Women living in states with less restrictive reproductive rights are less likely to give birth to low-birth weight babies, according to a UCLA study released Tuesday.

The study, published in the December 2020 edition of the American Journal of Preventive Medicine, found that mothers, particularly U.S.-born Black women, giving birth in states with less restrictive reproductive rights policies have a 7% lower risk of low-birth weight babies, compared to women in states with more restrictive policies.

“Our study provides evidence that reproductive rights policies play a critical role in advancing maternal and child health equity,” said May Sudhinaraset, associate professor of the UCLA Fielding School of Public Health’s Department of Community Health Sciences. “Addressing the adverse consequences of structural racism requires examination of the historical and present-day policies that negatively affect women of color.”

The study, conducted by researchers at UCLA and the Tulane University School of Public Health and Tropical Medicine, analyzed birth record data for the nearly 4 million births that occurred in the 50 states and the District of Columbia in 2016 to assess the associations between reproductive rights policies and adverse birth outcomes.

The investigators, including Jessica D. Gipson, associate professor of the UCLA Fielding School’s Department of Community Health Sciences, and Marta Bornstein, a doctoral student at the Fielding School and the UCLA California Center for Population Research, further evaluated if the associations were different for women of color and immigrants.
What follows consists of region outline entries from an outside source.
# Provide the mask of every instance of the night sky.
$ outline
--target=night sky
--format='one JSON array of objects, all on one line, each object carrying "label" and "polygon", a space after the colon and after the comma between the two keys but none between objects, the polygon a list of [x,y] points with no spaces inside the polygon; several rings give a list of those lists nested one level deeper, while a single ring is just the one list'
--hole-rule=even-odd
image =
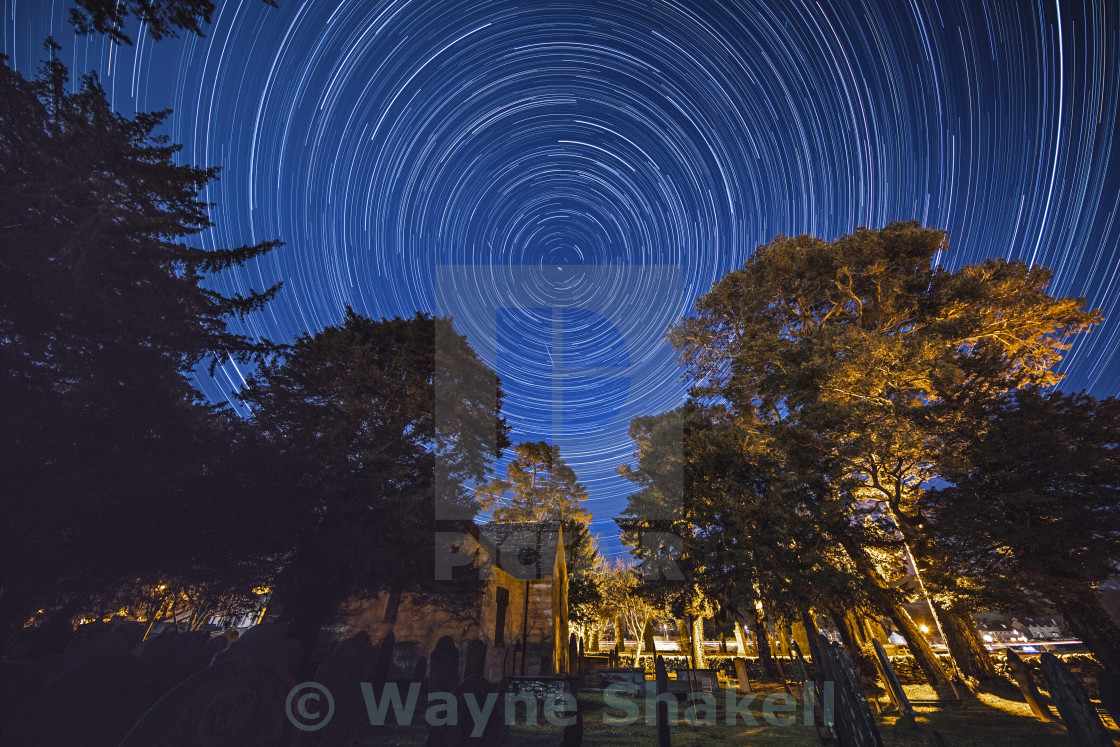
[{"label": "night sky", "polygon": [[[218,283],[284,281],[253,334],[455,316],[608,554],[626,426],[683,399],[665,327],[780,233],[917,220],[946,267],[1046,264],[1107,318],[1063,389],[1120,392],[1114,0],[279,2],[114,47],[8,0],[3,53],[29,75],[52,34],[118,110],[174,110],[183,159],[223,167],[202,244],[287,242]],[[248,373],[196,383],[240,407]]]}]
“This study shines the light on the effect of reproductive rights policies, and the broader social context in which these policies are created and implemented, on women’s bodies and the lives and well-being of our children,” Gipson said. “It is critical that we continue to assess the negative impacts of restrictive reproductive rights policies, while also identifying supportive policies and programs for women, and particularly Black women, to achieve optimal health for this and for the next generation.”